Keynote Speech

Ekim Tan

Ekim is the founder of the Amsterdam and Istanbul based city design and research network ‘Play the City'. This network focuses on strategic urban development in emerging countries, and consists of young and ambitious professionals from Cairo to Istanbul to Amsterdam. Her hybrid worldview has been shaped by diverse cultural conditions of the east and west, islam and christianity, poverty and prosperity. Her methods have been applied worldwide, in global cities including Istanbul, Amsterdam, Shenzhen, Tirana, Cape Town, Brussels.

https://www.playthecity.nl


PLAY THE CITY: DUNGEONS AND DRAGONS FOR CITIES

Games are as old as society, yet when a spatial designer enters the world of games, a new world opens, bright with novelty and possibility as a relatively unexplored instrument for shaping spaces that are more meaningful to humans. How much can an architect or an urbanist learn from games? Can games teach them about trust and ownership, as platforms with transparent rules valid for everyone with common goals? Can games teach them about learning and engagement, providing fun with strangers while constantly being challenged individually and collectively? Can games teach them about training and strategizing for the real world, as they fail but are allowed the chance to restart? Can games teach them about communication and avoiding jargon, with their effective visual environment and simple language?

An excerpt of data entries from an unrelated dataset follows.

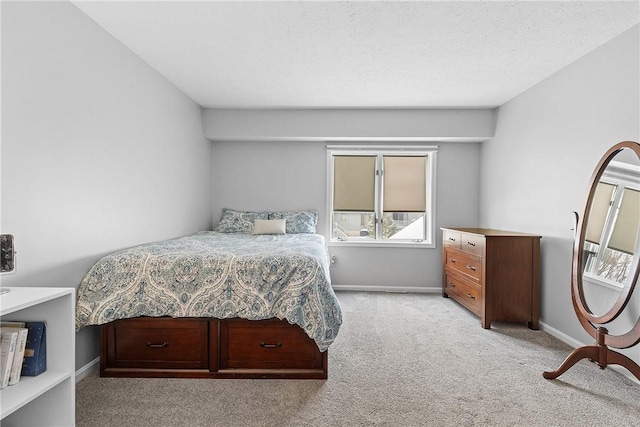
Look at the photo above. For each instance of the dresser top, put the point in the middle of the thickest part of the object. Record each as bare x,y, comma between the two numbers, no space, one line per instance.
490,232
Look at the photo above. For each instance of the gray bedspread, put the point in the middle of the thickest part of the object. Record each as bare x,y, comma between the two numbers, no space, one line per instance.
219,275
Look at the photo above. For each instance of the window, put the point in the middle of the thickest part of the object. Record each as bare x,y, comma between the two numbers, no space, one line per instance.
381,195
611,233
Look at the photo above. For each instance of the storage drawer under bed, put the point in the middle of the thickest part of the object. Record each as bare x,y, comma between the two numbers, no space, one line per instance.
161,342
246,344
209,348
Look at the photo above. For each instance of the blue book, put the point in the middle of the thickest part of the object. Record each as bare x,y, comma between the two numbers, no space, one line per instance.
35,352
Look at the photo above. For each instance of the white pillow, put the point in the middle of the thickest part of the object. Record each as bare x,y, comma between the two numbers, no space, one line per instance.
269,226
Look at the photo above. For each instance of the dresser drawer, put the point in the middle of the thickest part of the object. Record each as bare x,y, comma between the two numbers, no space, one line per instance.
156,343
451,238
472,243
266,344
466,293
467,264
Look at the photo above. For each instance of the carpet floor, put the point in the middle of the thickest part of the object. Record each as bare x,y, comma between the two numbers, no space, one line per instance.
399,360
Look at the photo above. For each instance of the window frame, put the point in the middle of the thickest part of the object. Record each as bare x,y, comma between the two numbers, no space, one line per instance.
429,151
620,178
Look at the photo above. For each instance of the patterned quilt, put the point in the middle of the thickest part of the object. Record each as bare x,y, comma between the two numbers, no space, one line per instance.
221,275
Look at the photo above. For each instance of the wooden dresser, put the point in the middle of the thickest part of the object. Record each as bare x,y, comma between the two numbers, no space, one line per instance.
493,273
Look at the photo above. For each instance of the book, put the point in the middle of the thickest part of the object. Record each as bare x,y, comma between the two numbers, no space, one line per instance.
16,366
35,352
8,341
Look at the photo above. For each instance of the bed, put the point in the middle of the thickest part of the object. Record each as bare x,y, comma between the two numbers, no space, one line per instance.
252,299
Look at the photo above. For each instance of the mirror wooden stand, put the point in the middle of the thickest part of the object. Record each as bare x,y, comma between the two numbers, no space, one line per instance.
615,223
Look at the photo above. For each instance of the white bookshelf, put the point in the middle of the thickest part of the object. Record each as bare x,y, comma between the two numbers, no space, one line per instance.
49,398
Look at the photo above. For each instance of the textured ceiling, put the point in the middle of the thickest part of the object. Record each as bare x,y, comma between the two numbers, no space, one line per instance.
364,54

From IBM’s CityOne to Will Wright’s SimCity, and from Richard Duke’s Metropolis to Buckminster Fuller’s World Game, a long list of games relate to cities in their staging, or directly these games take place in real urban areas. Some as single-player games run on predefined algorithms and quantitative feedback loops; Some provide a multiplayer environment. Rules for the organization and composition of cities emerge from the negotiations among multiple actors; an open system where new rules can be invented or unused rules abandoned, rather than a closed game with a predefined algorithm, promise more for spatial designers.

Perhaps more than a city-themed game, an environment that can be modified by the players — that can host a wide range of players and not focus on winning or losing, but on building experience and partnerships as reward. Dungeons and Dragons (D&D), a role-playing and story-building adventure game, that at first glance says little about urban development, might become most relevant for a game system trying to understand and develop cities. Such was the case for the game method invented, evolved and implemented since 2009 by Play the City, a serious gaming company focusing on the research and development of urban spaces.